On January 28, 1970, the “Great Rum Debate” took place in the British House of Commons, and six months later the last pipe of, “Up Spirits,” in the Royal Navy was heard. Today, this is referred to as, “Black Tot Day“.
*All sailors received an allowance of an extra can of beer each day, as compensation.
Do You Want Scurvy or Hair on Your Chest?
I knew cocktails could keep me healthy! Well, Grog can. Back in the day, no one knew that Vitamin C prevented scurvy, or why Vice Admiral Vernon had the healthiest sailors in the navy. These drinks will keep the scurvy at bay…and might even put some hair on your chest!
Traditional Navy grog recipe:
1 shot rum of your choice, dark or white
1 tsp. sugar
Squeeze of lime
Boiling water to fill a mug (sans the bio-slime).
Caribbean Grog recipe:
1 shot of light rum
1 tsp. honey
Squeezes of grapefruit juice, orange juice & pineapple juice
Boiling water to fill a mug.
Rum with water, sugar, and nutmeg was known as, “Bumbo” and was more popular with pirates. In Australia and New Zealand, the word, grog, is slang for any alcoholic drink. In some parts of Europe, grog is a “hot totty,” that usually includes black tea, lemon juice, honey and a splash of rum (this is also a popular winter cold cure, although I substitute Peppermint Schnapps for the rum). In Fiji, grog is a drink made of powdered kava root mixed with cold water, and is traditionally drunk from the half-shell of a coconut, called a ‘bilo’.
How did sailors check if their rum was watered down? They would pour some of the rum onto gunpowder and try to light it. If the powder lit, the rum was “proven” (which means it is over 57% alcohol). This is the original, liquor-related definition of the word, ‘proof’.

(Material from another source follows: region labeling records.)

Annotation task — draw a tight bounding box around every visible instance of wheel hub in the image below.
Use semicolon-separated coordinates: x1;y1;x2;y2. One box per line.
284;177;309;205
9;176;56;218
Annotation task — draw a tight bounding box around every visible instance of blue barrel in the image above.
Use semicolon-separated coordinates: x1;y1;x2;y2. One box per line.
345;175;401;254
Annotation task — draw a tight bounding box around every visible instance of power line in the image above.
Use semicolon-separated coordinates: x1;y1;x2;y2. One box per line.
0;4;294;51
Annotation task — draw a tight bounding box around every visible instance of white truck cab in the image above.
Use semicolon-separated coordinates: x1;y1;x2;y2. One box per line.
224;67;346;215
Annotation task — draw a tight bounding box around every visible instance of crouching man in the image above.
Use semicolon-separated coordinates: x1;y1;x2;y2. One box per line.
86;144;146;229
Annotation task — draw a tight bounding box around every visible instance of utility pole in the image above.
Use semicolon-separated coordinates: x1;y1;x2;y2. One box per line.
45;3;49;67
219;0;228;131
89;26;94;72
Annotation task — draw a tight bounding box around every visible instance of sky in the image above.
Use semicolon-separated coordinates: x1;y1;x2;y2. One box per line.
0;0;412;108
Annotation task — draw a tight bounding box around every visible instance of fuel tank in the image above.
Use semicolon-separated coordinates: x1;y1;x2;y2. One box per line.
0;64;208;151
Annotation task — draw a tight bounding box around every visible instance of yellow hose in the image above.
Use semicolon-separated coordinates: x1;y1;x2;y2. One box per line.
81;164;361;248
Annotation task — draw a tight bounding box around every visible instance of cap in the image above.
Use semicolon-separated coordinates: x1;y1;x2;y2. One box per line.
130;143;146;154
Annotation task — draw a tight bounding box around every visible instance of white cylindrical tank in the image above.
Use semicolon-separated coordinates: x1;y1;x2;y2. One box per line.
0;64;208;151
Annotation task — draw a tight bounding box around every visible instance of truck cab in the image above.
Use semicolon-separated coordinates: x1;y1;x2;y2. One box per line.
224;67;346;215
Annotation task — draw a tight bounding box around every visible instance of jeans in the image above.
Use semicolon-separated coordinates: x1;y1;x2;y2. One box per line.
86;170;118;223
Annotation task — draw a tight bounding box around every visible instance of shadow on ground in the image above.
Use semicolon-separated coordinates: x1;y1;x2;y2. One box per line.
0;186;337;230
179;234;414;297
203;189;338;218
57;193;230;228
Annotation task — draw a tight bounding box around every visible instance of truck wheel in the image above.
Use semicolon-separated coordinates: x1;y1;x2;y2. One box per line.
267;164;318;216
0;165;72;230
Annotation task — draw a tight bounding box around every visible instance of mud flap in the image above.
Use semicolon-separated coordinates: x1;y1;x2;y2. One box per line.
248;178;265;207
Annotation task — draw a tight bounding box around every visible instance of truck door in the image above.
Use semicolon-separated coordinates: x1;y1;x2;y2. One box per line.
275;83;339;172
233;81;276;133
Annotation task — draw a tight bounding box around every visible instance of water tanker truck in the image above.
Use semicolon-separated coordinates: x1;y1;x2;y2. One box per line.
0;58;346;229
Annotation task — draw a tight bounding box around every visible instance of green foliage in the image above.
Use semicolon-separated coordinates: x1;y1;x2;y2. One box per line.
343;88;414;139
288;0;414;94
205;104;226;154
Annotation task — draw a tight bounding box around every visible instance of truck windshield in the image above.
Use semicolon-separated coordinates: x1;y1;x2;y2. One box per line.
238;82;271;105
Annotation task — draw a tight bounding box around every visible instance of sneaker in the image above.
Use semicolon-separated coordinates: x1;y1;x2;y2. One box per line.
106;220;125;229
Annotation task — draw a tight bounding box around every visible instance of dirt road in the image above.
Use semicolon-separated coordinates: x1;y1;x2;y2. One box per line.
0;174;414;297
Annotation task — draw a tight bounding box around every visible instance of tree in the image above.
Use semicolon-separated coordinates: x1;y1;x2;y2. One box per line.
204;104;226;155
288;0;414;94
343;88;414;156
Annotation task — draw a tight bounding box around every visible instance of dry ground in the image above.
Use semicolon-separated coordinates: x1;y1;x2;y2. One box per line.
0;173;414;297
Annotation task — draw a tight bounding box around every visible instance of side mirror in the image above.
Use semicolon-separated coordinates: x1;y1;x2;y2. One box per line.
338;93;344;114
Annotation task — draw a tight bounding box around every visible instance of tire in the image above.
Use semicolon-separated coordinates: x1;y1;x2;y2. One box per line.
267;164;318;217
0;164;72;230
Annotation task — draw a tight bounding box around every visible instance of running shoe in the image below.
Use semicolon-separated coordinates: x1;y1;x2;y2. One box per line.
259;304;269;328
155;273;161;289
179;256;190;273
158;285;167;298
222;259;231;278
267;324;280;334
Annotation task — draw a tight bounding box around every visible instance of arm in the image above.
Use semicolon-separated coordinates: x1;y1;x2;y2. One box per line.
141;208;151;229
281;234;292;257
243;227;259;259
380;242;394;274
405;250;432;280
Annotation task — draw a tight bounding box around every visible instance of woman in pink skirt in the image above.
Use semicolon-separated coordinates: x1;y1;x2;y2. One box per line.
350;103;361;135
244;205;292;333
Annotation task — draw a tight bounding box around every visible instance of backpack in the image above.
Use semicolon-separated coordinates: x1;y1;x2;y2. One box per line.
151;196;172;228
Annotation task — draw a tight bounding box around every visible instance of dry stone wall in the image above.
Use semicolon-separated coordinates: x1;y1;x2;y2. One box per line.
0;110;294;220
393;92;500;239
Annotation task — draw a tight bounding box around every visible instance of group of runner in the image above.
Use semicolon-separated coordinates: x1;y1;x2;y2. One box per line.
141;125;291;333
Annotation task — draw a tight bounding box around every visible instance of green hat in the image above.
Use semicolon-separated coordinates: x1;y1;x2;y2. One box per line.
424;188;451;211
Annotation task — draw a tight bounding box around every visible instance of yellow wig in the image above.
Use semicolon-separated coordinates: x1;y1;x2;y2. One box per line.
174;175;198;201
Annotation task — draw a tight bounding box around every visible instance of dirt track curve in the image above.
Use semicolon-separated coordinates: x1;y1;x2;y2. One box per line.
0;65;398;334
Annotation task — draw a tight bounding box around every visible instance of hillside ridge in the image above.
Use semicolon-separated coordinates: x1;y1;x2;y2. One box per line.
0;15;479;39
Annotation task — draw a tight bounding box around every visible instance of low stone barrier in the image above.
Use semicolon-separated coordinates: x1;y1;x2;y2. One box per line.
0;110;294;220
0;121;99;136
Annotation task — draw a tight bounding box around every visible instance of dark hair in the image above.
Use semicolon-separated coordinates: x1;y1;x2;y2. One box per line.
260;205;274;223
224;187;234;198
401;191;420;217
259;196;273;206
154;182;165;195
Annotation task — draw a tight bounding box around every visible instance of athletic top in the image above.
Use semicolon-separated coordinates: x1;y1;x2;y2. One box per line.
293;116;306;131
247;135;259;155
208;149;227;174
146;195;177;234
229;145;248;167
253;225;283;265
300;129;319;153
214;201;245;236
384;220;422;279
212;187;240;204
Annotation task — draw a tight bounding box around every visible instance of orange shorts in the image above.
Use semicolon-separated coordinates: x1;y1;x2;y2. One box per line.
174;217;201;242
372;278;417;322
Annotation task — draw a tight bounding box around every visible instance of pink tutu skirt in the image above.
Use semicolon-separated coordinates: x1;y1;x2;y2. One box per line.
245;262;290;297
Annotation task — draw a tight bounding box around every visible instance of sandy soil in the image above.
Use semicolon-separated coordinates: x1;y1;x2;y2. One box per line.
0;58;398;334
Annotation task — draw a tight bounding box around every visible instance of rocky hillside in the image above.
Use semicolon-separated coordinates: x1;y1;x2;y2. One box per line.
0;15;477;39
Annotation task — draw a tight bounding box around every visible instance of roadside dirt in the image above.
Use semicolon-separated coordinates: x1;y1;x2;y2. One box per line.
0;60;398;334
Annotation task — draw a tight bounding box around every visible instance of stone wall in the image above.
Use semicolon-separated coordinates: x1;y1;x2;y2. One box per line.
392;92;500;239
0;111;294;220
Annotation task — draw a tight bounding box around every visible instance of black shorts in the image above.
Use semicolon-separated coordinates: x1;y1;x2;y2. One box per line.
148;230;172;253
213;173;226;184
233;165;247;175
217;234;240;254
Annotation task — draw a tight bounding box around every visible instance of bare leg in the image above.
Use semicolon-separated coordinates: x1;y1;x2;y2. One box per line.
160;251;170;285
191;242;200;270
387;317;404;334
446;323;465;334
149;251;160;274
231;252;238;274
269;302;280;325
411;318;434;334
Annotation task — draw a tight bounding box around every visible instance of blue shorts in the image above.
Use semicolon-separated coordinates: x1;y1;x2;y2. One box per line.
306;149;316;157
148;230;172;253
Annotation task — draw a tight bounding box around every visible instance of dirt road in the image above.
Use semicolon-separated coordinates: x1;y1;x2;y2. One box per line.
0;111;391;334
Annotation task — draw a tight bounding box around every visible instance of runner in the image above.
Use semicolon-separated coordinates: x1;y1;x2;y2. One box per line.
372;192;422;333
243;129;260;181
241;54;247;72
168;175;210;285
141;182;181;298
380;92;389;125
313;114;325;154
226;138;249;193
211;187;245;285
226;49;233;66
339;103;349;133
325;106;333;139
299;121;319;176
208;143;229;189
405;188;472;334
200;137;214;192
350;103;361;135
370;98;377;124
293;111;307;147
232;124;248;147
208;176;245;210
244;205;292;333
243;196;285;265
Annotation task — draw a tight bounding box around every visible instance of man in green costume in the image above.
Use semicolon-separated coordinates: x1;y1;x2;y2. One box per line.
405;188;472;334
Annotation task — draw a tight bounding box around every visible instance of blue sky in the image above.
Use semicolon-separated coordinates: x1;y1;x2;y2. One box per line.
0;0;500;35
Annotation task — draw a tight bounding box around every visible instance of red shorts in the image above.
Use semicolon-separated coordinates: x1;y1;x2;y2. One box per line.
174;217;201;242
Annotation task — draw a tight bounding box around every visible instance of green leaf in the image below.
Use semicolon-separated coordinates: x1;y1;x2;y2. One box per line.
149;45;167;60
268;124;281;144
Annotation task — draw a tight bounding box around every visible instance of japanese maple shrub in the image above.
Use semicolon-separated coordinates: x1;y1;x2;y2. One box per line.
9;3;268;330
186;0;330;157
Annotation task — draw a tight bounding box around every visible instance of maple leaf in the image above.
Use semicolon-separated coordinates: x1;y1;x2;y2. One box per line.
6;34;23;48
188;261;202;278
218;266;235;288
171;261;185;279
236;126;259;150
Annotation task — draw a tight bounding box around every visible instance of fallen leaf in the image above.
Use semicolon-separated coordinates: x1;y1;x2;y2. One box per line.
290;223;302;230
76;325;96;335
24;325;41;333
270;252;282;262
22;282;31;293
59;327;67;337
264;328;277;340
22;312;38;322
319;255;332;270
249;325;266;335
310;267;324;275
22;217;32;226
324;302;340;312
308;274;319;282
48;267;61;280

How did rum acquire the nickname, “Nelson’s Blood”? After Trafalgar, in 1805, Lord Nelson’s body was prepared for shipping home to England, just as he had requested in his Will. Also included in his final Testament is the instructions for that preparation: that his body be preserved in a barrel of rum. The ship made it home to England. The barrel and body of Nelson made it, too. But when they opened the barrel, the rum was gone—it had been tapped! (Ick-factor of 10.)
When did the history of grog end? Not yet! An American purchased the rights to the formula for grog, and royalties from the sale of grog are still donated to the Royal Navy’s Sailor’s Fund.